A taxonomy of context
Cleveland (1993, Visualizing Data) suggests that it is useful to think about the dimensions of variation when defining the graph objective, by classifying the statistical context in terms of univariate, multivariate, hypervariate or multiway statistical variation. Univariate questions suggest the use of quantile plots, distribution plots, box-plots, and bar charts if the data is categorical. Multivariate questions suggest the use of the scatter plot and smoothing estimators, and clever use of retinal variables. Hypervariate questions need more advanced encoding strategies, such as the use of small multiples and parallel coordinate plots. Multiway questions are relevant with categorical data and cross-classifications.
It is useful to think about which dimensions are involved in the univariate, multivariate or hypervariate questions. For example, defining the graph objective as a temporal question (i.e. asking when?) requires the use of a time frequency variable. Or, defining the graph objective as a spatial question (i.e. asking where?), may require the use of geographical or topographical maps.
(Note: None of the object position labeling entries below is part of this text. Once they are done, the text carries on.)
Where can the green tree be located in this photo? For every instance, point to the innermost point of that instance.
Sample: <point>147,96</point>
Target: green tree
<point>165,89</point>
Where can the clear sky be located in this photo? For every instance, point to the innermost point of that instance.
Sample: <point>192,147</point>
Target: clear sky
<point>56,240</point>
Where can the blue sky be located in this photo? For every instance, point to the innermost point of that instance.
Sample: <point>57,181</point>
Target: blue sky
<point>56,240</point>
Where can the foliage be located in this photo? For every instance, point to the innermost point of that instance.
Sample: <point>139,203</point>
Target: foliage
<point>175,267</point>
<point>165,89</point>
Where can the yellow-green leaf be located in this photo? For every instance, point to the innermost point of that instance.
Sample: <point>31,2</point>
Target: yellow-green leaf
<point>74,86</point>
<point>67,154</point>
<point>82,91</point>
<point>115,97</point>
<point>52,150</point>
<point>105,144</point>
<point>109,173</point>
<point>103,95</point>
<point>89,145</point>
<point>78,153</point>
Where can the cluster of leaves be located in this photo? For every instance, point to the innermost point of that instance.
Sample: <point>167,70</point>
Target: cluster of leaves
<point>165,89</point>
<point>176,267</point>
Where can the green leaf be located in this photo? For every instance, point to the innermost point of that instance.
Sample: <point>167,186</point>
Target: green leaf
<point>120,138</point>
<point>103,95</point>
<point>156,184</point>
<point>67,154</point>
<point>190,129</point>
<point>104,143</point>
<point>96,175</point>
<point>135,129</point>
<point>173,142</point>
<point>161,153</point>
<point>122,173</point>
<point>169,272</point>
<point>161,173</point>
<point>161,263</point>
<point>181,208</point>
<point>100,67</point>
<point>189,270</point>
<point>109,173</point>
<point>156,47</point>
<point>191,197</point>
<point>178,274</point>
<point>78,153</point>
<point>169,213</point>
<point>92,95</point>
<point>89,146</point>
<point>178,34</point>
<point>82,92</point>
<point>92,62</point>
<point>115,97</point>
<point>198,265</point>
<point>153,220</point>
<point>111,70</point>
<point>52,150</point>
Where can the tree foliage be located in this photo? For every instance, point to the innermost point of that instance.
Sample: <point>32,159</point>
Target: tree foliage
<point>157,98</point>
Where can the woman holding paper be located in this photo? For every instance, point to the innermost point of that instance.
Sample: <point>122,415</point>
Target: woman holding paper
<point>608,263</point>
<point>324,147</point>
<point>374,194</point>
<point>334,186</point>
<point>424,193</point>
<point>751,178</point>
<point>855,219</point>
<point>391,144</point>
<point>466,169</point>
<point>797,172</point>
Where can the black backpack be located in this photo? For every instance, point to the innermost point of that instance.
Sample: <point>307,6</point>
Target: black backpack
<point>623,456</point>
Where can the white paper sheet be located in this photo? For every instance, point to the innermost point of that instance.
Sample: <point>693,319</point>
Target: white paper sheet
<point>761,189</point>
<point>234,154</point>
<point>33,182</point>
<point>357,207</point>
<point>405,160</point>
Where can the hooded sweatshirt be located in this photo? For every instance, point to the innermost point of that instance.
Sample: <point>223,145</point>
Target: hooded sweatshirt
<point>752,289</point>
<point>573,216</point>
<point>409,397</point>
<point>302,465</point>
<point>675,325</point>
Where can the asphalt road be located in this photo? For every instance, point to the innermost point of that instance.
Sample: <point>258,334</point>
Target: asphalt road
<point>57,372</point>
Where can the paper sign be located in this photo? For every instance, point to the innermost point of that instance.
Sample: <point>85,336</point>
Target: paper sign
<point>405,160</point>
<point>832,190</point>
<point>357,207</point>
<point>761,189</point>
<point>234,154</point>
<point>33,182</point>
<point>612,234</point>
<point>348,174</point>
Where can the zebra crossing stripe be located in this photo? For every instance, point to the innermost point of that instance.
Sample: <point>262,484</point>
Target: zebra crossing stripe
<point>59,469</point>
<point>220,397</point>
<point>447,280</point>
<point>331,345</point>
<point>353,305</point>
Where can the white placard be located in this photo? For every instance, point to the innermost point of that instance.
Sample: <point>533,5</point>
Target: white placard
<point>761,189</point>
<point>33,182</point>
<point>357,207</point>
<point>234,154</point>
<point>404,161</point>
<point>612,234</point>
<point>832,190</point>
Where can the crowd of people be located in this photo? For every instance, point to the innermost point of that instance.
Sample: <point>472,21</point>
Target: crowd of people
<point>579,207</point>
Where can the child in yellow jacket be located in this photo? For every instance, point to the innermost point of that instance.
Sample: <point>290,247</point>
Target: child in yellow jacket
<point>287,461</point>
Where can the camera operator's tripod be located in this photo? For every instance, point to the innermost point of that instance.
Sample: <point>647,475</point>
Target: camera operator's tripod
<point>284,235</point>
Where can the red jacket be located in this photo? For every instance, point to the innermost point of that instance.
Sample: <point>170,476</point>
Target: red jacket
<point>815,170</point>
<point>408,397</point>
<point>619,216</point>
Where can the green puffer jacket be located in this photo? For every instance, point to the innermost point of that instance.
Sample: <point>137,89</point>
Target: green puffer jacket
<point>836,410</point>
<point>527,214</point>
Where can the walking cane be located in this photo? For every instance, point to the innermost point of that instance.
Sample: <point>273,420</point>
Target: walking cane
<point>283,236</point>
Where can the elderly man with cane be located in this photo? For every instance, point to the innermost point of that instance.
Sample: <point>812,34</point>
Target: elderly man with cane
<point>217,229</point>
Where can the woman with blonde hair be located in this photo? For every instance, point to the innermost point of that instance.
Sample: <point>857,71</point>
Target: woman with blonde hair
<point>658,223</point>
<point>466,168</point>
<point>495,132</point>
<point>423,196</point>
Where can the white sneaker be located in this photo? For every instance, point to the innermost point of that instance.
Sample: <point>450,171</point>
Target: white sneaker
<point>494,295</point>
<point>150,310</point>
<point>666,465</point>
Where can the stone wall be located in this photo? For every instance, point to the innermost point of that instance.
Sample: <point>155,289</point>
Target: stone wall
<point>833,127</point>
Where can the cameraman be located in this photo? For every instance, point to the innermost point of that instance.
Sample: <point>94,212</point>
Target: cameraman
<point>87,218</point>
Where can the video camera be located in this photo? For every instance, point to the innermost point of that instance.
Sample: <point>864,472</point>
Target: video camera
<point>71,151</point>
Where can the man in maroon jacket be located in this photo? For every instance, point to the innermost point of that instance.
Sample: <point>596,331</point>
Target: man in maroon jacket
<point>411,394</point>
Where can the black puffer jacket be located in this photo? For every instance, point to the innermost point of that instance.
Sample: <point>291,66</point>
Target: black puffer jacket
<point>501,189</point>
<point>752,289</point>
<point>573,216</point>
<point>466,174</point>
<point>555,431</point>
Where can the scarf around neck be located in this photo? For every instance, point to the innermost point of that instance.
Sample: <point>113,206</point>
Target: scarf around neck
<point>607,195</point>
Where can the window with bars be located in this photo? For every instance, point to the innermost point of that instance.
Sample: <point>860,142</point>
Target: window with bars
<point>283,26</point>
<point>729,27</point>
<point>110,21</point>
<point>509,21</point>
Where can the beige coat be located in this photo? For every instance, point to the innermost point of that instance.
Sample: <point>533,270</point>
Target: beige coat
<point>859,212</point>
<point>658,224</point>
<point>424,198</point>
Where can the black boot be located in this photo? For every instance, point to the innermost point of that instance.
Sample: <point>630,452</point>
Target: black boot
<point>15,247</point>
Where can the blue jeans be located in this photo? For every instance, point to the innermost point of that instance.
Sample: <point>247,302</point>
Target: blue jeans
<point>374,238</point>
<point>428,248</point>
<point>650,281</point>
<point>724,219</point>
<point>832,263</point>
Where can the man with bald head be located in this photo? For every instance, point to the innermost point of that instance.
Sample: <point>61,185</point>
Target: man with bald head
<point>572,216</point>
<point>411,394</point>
Below, I provide a taxonomy of statistical context that can help conceptualise the specification of the graph objective and choose appropriate data graph tools:
- Distributional analysis of a single variable
- Correlation analysis between variables
- Comparative analysis of magnitudes and differences
- Compositional analysis of how components make up a total
- Relational connectivity analysis
- Temporal analysis
- Stock-and-flow analysis on how flows accumulate into stocks
- Spatial analysis
The proposed taxonomy is certainly not exhaustive. Often data graphs combine different contexts, e.g. an aggregation graph may have a temporal dimension as in the analysis of the US federal tax revenue.
One graph for every objective
Regardless, always remember that data graphing is not meant to be a story-telling odyssey. Data graphs must be focused in their objective and be concise in conveying a sharp message. If you want to tell many stories then make many graphs.